Medicare has tight boundaries for chiropractic payment. CMS publishes compliance guidance showing that denials for chiropractic claims are often tied to insufficient documentation, with medical necessity also appearing as a denial reason. CMS’s chiropractic services page summarizes common pitfalls and what reviewers expect.

Medicare also treats a chiropractor as a “physician” only in a limited way under Part B, tied to manual manipulation of the spine to correct a subluxation. Payment limits and related documentation concepts are summarized in the Medicare Coverage Database policy article. CMS Article A57889 is a useful reference for what falls inside Medicare’s chiropractic benefit.

If your request is for Medicare payment, align the letter to Medicare’s paid benefit and make sure the medical record backs up what the letter says. CMS also provides a documentation checklist geared to chiropractic doctors. CMS’s Medicare documentation checklist is a practical baseline for what needs to exist in the chart.

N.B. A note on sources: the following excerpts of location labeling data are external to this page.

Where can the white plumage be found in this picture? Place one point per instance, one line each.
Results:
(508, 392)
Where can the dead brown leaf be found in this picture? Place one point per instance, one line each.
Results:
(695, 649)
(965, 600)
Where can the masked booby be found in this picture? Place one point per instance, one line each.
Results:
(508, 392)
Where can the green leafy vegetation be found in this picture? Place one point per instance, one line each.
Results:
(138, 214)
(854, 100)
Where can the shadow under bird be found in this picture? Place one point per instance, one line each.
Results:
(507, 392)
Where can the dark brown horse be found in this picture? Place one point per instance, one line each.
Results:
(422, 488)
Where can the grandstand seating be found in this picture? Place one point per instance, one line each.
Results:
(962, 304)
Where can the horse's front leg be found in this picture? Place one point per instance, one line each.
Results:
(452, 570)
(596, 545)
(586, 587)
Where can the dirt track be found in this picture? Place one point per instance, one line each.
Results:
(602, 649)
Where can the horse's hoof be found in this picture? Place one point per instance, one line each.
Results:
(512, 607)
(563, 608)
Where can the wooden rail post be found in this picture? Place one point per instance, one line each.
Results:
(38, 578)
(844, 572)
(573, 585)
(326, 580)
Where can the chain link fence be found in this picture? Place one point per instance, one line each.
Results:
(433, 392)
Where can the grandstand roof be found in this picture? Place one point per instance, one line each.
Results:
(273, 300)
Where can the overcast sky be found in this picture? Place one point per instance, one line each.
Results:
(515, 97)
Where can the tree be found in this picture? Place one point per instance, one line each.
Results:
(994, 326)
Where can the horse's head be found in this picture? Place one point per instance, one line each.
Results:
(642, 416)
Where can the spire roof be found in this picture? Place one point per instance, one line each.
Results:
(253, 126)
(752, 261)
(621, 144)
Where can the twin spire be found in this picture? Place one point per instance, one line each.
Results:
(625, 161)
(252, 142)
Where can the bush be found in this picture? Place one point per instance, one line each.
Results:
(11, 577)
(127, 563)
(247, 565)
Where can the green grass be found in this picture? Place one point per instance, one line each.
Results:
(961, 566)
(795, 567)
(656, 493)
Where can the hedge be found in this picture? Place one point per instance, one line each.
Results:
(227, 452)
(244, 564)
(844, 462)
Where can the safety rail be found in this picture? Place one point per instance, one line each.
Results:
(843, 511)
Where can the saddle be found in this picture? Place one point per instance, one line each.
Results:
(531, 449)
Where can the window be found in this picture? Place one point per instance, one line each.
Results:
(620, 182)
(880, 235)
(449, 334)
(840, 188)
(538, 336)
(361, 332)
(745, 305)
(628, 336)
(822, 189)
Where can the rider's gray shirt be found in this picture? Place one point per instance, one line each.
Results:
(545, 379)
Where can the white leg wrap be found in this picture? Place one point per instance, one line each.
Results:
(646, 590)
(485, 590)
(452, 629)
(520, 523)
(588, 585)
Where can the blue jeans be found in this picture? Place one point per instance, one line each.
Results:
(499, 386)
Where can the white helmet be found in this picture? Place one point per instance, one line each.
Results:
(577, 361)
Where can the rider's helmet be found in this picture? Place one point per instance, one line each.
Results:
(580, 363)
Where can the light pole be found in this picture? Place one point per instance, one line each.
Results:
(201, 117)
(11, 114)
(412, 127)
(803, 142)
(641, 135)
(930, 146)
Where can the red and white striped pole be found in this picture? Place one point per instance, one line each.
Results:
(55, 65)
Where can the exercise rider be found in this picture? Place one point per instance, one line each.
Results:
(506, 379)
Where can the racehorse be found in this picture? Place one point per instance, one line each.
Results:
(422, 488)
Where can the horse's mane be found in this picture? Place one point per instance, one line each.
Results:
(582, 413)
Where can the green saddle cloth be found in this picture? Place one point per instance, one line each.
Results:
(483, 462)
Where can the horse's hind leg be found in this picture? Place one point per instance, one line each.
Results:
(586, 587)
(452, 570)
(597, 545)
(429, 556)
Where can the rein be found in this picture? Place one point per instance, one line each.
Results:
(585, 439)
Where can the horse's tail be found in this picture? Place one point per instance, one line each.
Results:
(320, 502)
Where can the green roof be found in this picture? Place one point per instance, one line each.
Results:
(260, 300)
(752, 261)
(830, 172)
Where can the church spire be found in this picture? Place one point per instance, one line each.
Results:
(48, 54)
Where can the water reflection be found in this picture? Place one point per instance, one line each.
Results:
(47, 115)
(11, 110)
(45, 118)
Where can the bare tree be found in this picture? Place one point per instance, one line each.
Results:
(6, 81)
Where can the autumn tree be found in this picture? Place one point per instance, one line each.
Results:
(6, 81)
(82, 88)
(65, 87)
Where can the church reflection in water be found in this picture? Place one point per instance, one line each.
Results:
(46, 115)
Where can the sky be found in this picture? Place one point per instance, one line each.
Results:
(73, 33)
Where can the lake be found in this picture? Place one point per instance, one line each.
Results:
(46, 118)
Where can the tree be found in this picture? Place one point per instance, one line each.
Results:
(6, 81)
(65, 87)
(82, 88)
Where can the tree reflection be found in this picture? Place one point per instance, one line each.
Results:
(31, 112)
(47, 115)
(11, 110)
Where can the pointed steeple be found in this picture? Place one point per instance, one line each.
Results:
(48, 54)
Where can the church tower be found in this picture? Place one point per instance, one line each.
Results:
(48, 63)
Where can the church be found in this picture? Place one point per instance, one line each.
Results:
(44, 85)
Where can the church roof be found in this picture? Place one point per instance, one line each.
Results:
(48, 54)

What To Do When A Plan Won’t Accept A Chiropractor As The Signer

If the payer says “MD/DO only,” don’t fight the rule in the first round. Use the chiropractor letter as extra clinical detail, then ask a primary care clinician or specialist to sign a short, plan-compliant letter that references the diagnosis and need. In many cases, that pairing is faster than repeated appeals.

Practical Takeaways

A chiropractor can write a letter of medical necessity, and it often works well for chiropractic care, functional limits, and clinically tied accommodations. The fastest path to approval is to start with the payer’s signer rules, then make the letter specific, time-limited, and aligned with the chart.